Der Weisse Ring hat im vergangenen Jahr 2000 Betreuungen von Verbrechensopfern durchgeführt. "Die wenigsten wissen, dass ihnen nach dem Verbrechensopfer-Gesetz vom Staat Schmerzensgeld zusteht. Wir helfen dabei, dafür sind wir da", sagt Nachbaur. Ein Antrag kann beim Sozialministerium gestellt werden. Für eine schwere Körperverletzung bis hin zu einer Körperverletzung mit Dauerfolgen stehen den Opfern zwischen 2000 und 12.000 Euro zu.

"Jeder hat außerdem Anrecht auf eine rasche Krisenintervention und psychologische Betreuung, damit sich Symptome nicht verfestigen", erklärt Nachbaur.

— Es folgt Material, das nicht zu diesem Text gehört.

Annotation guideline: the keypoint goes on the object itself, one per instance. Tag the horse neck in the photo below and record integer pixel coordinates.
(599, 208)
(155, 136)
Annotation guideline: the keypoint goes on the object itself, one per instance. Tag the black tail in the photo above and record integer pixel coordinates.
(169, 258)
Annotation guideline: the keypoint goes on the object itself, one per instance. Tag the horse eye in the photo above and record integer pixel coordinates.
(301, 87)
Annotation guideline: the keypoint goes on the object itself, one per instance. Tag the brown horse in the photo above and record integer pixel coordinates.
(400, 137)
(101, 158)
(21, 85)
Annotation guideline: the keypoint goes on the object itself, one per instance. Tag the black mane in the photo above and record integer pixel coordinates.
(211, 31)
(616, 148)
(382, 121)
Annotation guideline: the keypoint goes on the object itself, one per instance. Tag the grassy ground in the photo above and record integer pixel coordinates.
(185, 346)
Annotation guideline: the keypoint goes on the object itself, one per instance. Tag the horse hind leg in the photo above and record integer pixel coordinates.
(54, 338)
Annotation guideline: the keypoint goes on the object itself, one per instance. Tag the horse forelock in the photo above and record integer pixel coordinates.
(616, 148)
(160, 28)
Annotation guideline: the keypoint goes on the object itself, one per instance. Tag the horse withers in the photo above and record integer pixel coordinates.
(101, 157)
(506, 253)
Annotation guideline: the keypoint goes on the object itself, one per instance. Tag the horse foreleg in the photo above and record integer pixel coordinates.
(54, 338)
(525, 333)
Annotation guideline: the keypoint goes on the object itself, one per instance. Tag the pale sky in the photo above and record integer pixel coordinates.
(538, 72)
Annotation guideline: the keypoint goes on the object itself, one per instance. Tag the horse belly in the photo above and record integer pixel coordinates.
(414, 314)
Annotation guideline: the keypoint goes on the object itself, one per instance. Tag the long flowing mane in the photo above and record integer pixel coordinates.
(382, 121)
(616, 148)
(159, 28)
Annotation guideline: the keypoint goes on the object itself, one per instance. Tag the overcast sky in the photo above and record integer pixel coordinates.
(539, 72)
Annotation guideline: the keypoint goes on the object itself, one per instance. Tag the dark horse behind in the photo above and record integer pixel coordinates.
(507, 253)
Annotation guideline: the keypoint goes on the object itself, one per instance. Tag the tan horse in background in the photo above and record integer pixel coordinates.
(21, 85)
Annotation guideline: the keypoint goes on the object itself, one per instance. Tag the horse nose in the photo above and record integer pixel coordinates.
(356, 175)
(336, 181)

Ein wichtiger Punkt sei die Prozessbegleitung. Wer Opfer eines Verbrechens wurde, kann vollkommen kostenlos rechtliche Hilfe in Anspruch nehmen. "Gerade Strafverfahren, wo die Betroffenen wieder auf die Täter treffen, sind enorm belastend. Daher ist es wichtig, begleitet zu werden und eine rechtliche Vertretung zu haben", sagt Nachbaur.